Pero hay momentos en los que quienes pensamos en la universidad como un espacio de diálogo, debate, discusión, investigación, crecimiento, desarrollo, formación y transformación. Nos damos cuenta de que ese sitio que nosotros concebimos como el modelo en el que se forman a las futuras generaciones de profesionistas tiene irregularidades y una que otra o muchas injusticias.
Pensemos en una universidad cualquiera, donde los mecanismos de ingreso a la docencia están pactados de forma bilateral, entre sindicato y patrón, procesos basados en méritos académicos, habilidades pedagógicas, conocimientos en ciertas áreas o materias. Nos preparamos día y noche para poder participar en un proceso de selección en el que, a partir de una solicitud, podamos aplicar una evaluación en la que no solo los docentes de carrera, también los alumnos, puedan evaluarnos para valorar si somos aptos o no para impartir una materia.

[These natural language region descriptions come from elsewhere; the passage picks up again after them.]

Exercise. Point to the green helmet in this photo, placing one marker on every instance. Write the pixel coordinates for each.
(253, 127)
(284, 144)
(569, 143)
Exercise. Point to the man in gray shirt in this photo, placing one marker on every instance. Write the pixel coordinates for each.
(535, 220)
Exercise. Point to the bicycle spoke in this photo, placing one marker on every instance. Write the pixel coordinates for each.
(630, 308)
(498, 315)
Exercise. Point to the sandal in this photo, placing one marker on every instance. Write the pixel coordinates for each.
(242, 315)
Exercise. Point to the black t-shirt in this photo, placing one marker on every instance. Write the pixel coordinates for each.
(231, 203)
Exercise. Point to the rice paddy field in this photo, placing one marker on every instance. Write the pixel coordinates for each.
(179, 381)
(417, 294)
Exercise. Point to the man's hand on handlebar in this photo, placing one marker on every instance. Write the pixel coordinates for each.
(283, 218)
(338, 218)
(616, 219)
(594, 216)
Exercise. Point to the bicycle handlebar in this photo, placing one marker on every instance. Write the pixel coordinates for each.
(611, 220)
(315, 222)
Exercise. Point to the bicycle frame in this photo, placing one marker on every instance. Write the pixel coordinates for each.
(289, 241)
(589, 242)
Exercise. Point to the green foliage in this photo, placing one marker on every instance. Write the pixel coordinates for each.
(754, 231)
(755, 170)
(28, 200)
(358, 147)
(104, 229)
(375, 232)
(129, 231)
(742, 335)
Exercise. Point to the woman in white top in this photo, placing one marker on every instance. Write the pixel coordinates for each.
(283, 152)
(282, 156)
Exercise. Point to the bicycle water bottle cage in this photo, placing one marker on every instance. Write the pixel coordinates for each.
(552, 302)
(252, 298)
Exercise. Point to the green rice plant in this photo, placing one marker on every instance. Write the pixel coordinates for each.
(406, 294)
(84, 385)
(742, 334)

Ese proceso no violenta derechos, al contrario, da certeza a la juventud de que sus maestros son los más preparados y capaces para impartir la materia, así como seguridad a las autoridades que proveen de recurso económico de que se está ejerciendo de manera responsable el dinero que se le otorga a la universidad. Nuestros impuestos como ciudadanía están bien invertidos.
Pensemos en docentes que se retiraron y dejaron espacios vacantes, quien ocupe esos lugares será seleccionado a partir de evaluaciones, en los que no solo se observan sus conocimientos de la materia y sus habilidades pedagógicas, también se valorará su capacidad crítica de proponer un nuevo programa y de criticar el existente para generar mejoras en los planes de estudio. Procesos que además dan certeza a la sociedad de que sus impuestos están bien invertidos.
Pero ¿qué pasa si pensamos en una universidad en la que ingresan personas por ser conocidos del rector, amigos de los funcionarios? o qué ¿sucede cuando a los espacios vacantes llegan personas recomendadas que nunca fueron evaluadas y que se brincaron los derechos de muchos que llevan años formados esperando por una evaluación?, o ¿qué sucede cuando se crean espacios nuevos que no están justificados presupuestal ni académicamente para amigos, hermanos o familiares del rector?
Ahí en ese punto, la sociedad se podría molestar, pero no lo hace porque no se da cuenta. El gobierno se pudiera molestar, pero no lo hace porque la universidad se dice autónoma, como si ello implicara no tener reglas.
Los maestros que ven vulnerados sus derechos se pudieran molestar y lo hacen, se manifiestan, reclaman, mandan oficios que nunca reciben respuesta y agotan los canales de diálogo, porque nadie los escucha y deciden tomar las instalaciones para que alguien les haga caso. Es ahí, justo en ese punto, en el que las víctimas de la violación a sus derechos se vuelven los peores criminales, porque los acusan de negarles el derecho a la educación a los jóvenes, cuando en el fondo, quien violentó sus derechos es quien los orilló a tomar medidas extremas por no dialogar.
En qué momento dejamos de ser empáticos con aquellos que luchan por sus derechos y tildamos de político todo lo que no nos gusta, cuando en el fondo lo que estamos negando es ver una realidad: la precarización de la labor docente es inminente y por ello necesitamos solidarizarnos ante las injusticias que se cometen en contra de maestros que todos los días cumplen con su jornada laboral, pero no son hermanos del rector y por eso no les pagan su quincena ni les dan seguridad social ni estabilidad en el empleo.